Une fois les examens terminés, la rentrée s'est effectuée progressivement de novembre 1968 à janvier 1969. La rentrée la plus tardive a été celle de la Sorbonne, en raison des difficultés d'administration particulières à ce gigantesque établissement de 40 000 étudiants et aussi à la pression des comités d'action d'extrême gauche, qui sont parvenus, à plusieurs reprises, à faire repousser les dates des examens.

Le congrès du Syndicat national de l'enseignement supérieur, qui s'est tenu en mars 1969 à la faculté de médecine de Paris, a été marqué par un tournant important de sa ligne politique. L'ancienne direction gauchiste, qui, sous la responsabilité de Geismar, avait joué un rôle important dans la révolte de mai 1968, a été mise en minorité et remplacée par une équipe animée par des militants du PC. Les gauchistes, conduits par Herszberg, successeur de Geismar, avaient pris depuis la rentrée, à plusieurs reprises, la défense des actions menées par les étudiants d'extrême gauche. À son tour, Herszberg est remplacé, en mars, par G. Innocent.

Le doyen Beaujeu frappé

Le 30 septembre 1968, les gauchistes empêchent par la force un groupe de droite — le Mouvement universitaire pour la réforme (MUR) — de se réunir. Les contestataires interviennent à deux reprises au cours de soutenances de thèses, pour invectiver des membres des jurys. C'est d'abord R. Étiemble qui est pris à partie, à l'occasion de la thèse de Gadoffre sur Paul Claudel et l'univers chinois, puis Raymond Aron et Stoetzel qui siègent à la soutenance de M. Dampierre sur le Fondement du pouvoir politique.

À Nanterre, d'où était partie la révolte de mai 1968 (Journal de l'année 1967-68), les cours ont repris assez tôt. Il y règne un calme relatif, entrecoupé toutefois de quelques incidents violents. Le 25 novembre 1968, deux personnalités non universitaires, venues assister comme membres du jury à une soutenance de thèse, sont séquestrées pendant deux heures dans un amphithéâtre. L'une de ces personnalités est directeur à la délégation ministérielle pour l'armement, l'autre est ingénieur des usines Dassault.

Le doyen de la faculté, J. Beaujeu, qui s'était interposé, est frappé. Trois jours plus tard, le doyen est à nouveau pris à partie et retenu de force dans un amphithéâtre.

L'agitation reprend le 14 décembre à la suite de l'interpellation d'une étudiante de la faculté, Régine Martinez, dans le cadre d'une enquête menée sur des plasticages commis à Paris par des anarchistes. Des incidents ont lieu à l'occasion d'une grève de protestation déclenchée par les comités d'action. D'importantes forces de police prennent position dans le campus et un contrôle des cartes d'étudiants est exercé pendant trois jours à l'entrée des bâtiments. La présence de la police provoque une grève des enseignants du SNE Sup.

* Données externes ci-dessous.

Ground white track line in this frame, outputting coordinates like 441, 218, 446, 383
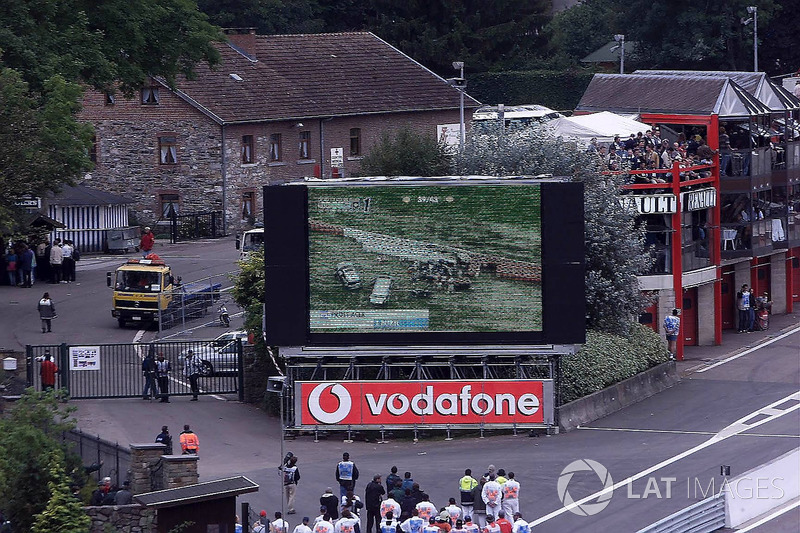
696, 325, 800, 373
529, 390, 800, 527
735, 498, 800, 532
577, 426, 800, 438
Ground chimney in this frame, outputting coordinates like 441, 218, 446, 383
225, 28, 257, 61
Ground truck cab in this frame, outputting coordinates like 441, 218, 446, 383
107, 258, 174, 327
236, 227, 264, 262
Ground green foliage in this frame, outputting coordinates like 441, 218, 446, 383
30, 451, 91, 533
358, 126, 451, 177
452, 123, 651, 334
468, 70, 594, 111
167, 521, 196, 533
560, 324, 670, 403
0, 390, 81, 532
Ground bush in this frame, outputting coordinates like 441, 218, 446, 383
560, 324, 670, 404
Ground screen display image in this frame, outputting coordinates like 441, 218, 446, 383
307, 185, 542, 333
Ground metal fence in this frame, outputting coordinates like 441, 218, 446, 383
61, 428, 132, 488
27, 340, 244, 401
152, 271, 236, 335
170, 211, 225, 243
636, 494, 726, 533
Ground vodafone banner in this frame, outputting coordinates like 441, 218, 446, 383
295, 380, 554, 428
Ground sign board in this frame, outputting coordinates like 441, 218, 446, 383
436, 124, 461, 148
295, 379, 554, 428
14, 197, 41, 209
330, 148, 344, 168
619, 194, 677, 214
69, 346, 100, 371
682, 188, 716, 211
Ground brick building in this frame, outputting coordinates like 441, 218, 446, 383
78, 31, 479, 233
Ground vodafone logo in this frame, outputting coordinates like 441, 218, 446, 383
308, 382, 352, 424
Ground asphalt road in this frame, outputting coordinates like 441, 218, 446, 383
2, 237, 798, 532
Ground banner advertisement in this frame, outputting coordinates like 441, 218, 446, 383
295, 379, 553, 428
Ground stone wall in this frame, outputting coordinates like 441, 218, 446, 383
129, 443, 166, 495
78, 85, 463, 234
85, 504, 157, 533
163, 455, 199, 488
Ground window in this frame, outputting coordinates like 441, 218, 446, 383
159, 136, 178, 165
350, 128, 361, 156
141, 87, 160, 105
269, 133, 282, 162
104, 92, 115, 106
242, 135, 254, 164
159, 193, 180, 218
299, 131, 311, 159
242, 191, 255, 220
89, 135, 98, 164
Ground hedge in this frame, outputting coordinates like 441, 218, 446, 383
468, 70, 595, 112
560, 323, 670, 404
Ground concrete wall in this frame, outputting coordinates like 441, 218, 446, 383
770, 252, 787, 313
557, 361, 679, 432
697, 282, 716, 345
724, 448, 800, 528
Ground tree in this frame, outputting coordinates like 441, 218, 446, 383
0, 390, 81, 532
452, 123, 651, 334
359, 126, 451, 177
30, 451, 90, 533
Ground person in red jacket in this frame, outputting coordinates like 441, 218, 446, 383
40, 351, 59, 391
139, 227, 155, 258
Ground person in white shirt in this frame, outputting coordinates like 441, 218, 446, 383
314, 517, 335, 533
501, 472, 520, 517
415, 499, 436, 522
483, 516, 500, 533
380, 498, 401, 520
510, 513, 529, 533
271, 512, 290, 533
294, 517, 313, 533
422, 517, 439, 533
450, 520, 466, 533
463, 517, 479, 533
444, 498, 463, 523
335, 510, 360, 533
380, 511, 399, 533
400, 509, 425, 533
481, 476, 502, 519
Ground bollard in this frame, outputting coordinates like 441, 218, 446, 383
379, 426, 387, 444
445, 425, 452, 441
314, 427, 319, 443
344, 425, 353, 443
413, 425, 419, 443
512, 423, 518, 437
479, 422, 485, 439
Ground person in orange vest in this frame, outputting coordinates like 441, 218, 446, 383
179, 424, 199, 454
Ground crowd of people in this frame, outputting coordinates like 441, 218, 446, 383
3, 237, 80, 288
252, 455, 530, 533
587, 127, 716, 184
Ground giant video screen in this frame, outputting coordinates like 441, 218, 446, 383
307, 185, 542, 333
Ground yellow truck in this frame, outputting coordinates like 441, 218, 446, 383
107, 257, 219, 328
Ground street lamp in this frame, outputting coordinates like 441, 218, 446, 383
612, 34, 625, 74
742, 6, 759, 72
452, 61, 466, 151
267, 376, 288, 522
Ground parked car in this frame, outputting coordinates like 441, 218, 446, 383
179, 330, 249, 375
370, 276, 393, 306
335, 262, 362, 290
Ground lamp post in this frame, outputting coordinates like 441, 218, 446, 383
748, 6, 758, 72
267, 376, 288, 523
452, 61, 466, 151
613, 34, 625, 74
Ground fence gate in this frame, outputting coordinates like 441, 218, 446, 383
169, 211, 225, 243
26, 340, 244, 401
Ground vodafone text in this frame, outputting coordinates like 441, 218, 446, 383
364, 385, 540, 417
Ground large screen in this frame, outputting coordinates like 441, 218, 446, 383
307, 185, 542, 333
263, 179, 585, 346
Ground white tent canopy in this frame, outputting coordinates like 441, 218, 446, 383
548, 111, 652, 146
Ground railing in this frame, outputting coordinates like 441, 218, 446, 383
61, 428, 132, 488
169, 211, 225, 243
150, 458, 164, 491
636, 494, 725, 533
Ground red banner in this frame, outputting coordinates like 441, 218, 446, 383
296, 380, 551, 427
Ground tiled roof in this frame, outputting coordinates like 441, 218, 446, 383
634, 70, 765, 93
576, 74, 763, 116
48, 184, 133, 206
167, 32, 480, 124
134, 476, 259, 508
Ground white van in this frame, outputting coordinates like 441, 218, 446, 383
236, 227, 264, 262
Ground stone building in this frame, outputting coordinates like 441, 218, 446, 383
78, 30, 480, 233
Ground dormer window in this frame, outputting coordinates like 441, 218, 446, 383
141, 87, 160, 105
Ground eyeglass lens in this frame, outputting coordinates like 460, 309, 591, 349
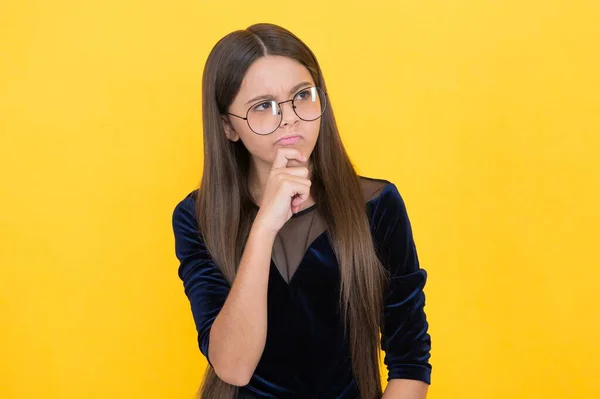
246, 86, 326, 135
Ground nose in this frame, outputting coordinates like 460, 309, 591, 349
279, 100, 299, 128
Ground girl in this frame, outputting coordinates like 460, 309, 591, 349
173, 23, 431, 399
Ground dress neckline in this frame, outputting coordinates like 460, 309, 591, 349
291, 203, 317, 218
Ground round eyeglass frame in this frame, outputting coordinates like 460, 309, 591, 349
227, 86, 328, 135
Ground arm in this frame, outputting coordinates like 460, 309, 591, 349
382, 379, 428, 399
173, 195, 276, 386
370, 184, 432, 397
208, 223, 276, 385
174, 150, 311, 387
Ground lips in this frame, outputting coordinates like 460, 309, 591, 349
275, 134, 302, 145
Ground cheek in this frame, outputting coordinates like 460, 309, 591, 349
301, 120, 321, 146
240, 136, 269, 158
234, 124, 273, 161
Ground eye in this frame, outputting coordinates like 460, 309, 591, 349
253, 101, 273, 112
295, 88, 312, 101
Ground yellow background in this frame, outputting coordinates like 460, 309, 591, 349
1, 1, 599, 398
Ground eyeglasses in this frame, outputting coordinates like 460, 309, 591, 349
227, 86, 327, 135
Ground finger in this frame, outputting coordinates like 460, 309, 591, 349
291, 195, 306, 208
280, 176, 311, 193
291, 189, 310, 204
274, 167, 310, 179
272, 148, 307, 169
285, 180, 311, 203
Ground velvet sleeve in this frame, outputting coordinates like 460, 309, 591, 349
370, 184, 432, 384
172, 193, 231, 365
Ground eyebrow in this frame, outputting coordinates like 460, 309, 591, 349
244, 81, 313, 106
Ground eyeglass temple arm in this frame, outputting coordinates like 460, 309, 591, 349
227, 112, 247, 121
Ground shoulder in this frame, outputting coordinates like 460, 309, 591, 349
358, 175, 403, 205
359, 175, 391, 202
359, 176, 409, 224
172, 189, 200, 233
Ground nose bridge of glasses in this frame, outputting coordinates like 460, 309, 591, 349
278, 99, 298, 120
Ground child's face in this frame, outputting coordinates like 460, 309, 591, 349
224, 55, 323, 169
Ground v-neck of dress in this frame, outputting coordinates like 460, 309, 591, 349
270, 229, 329, 287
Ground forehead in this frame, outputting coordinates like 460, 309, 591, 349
238, 55, 314, 97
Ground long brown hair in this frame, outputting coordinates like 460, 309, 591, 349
196, 23, 388, 399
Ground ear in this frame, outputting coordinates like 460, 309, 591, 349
221, 115, 240, 142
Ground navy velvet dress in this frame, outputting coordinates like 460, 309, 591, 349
172, 177, 431, 398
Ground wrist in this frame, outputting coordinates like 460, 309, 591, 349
250, 218, 278, 242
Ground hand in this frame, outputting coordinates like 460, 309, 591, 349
253, 148, 312, 234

En province également cette période connaît de nombreux points chauds. Le 6 novembre 1968, des étudiants occupent un bâtiment de la faculté des sciences de Grenoble. Un mois plus tard, dans cette même ville, des contestataires pénètrent dans le rectorat. Des troubles, des grèves et des occupations de locaux ont lieu également à Nantes, à Toulouse, à Lyon, à Clermont-Ferrand pour des motifs divers : protestations contre le retard des paiements des bourses ou contre l'insuffisance du nombre des enseignants, conflits entre les instances administratives traditionnelles (doyens, conseils de faculté) et les organismes paritaires mis en place au mois de mai.

La Sorbonne occupée

Le 23 janvier 1969, un groupe de lycéens organise au lycée Saint-Louis la projection d'un film interdit sur les événements de mai 1968. Après la séance, les élèves sortent en cortège de l'établissement et se rendent à la Sorbonne toute proche où se tenait un meeting de protestation contre le retard apporté au paiement des bourses. Étudiants et lycéens décident d'occuper les bureaux du rectorat pour appuyer leurs revendications concernant les bourses. Pendant cette occupation, qui dure deux heures, quelques dégâts sont commis : dossiers éparpillés, graffitis sur les murs et sur un tableau de Richelieu par Philippe de Champaigne. À 17 h, la police fait évacuer les lieux. Les heurts se poursuivent dans la rue.